GERARDO GUINEA DIEZ
Francisco Alejandro Méndez
famendez@cronica.com.gt
Llegamos a Playa del Carmen luego de un largo periplo de doce horas de vuelo. La escala en el Distrito Federal duró cinco. Me acompañaba el Gordo Paredes. Era mi primer viaje de periodismo cultural. Después de seis años de cubrir la sección de nota roja, por fin, mi jefe, Iván García Vallejo, consintió ante el director que me convirtiera en reportero de la sección de cultura del periódico. Hacía dos meses que había abandonado la vorágine diaria para redactar notas sobre crímenes atroces, donde la violencia no tenía nada de conceptual y sí mucho de calamidad pública. Huelga decir que a excepción de Nina Mendieta, nadie en la mesa de redacción se percató de mi cambio hasta el día que la comidilla fue mi viaje al Riviera Maya Film Festival como enviado especial.
Nos alojamos a eso de las ocho de la noche en un hotel de cinco estrellas. Antes de pasar a recepción, nos acreditamos con el encargado de prensa. Cruzamos un breve saludo con Paula Chaurand, directora del festival, una mujer de ojos claros y pelo rubio, elegantemente rizado. Varios periodistas la rodearon. Habló de grandes producciones de cine contemporáneo. Antes de despedirse informó de sesenta y siete títulos, donde destacaban algunos mitos que a nosotros nos interesaba conocer de cerca.

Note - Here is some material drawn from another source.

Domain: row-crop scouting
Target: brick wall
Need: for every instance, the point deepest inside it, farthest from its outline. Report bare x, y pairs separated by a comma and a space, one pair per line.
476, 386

Lo primero que hizo el Gordo Paredes al entrar a la habitación fue tirarse sobre las camas para cerciorarse si eran auténticas. Luego, sacó de la maleta una botella de whisky. Buscó dos vasos en el minibar y sirvió generosamente dos tragos. Salú, mi hermanito, exclamó. Le sobrevino una indefinible excitación, posiblemente ligada con un tardío ajuste de cuentas con la vida. Jamás había ingresado a un aposento tan lujoso, donde cientos de huéspedes, la mayoría en short, deambulaba en infinidad de salones o simplemente descansaba en cómodos sofás, mientras algunos meseros servían en copas elegantes jugos de tomate, toronja o vodka Stolichnaya. En cualquier caso, lo frecuente en su vida fueron los hoteluchos pequeños, con un vestíbulo oscuro y ruinoso, donde el dueño, apostado tras el mostrador, se aburría por la certeza de que siempre se hospedarían en ese lugar, los miserables de siempre, los que no pueden pagar más que un cuarto con una pequeña cama y un baño apestoso.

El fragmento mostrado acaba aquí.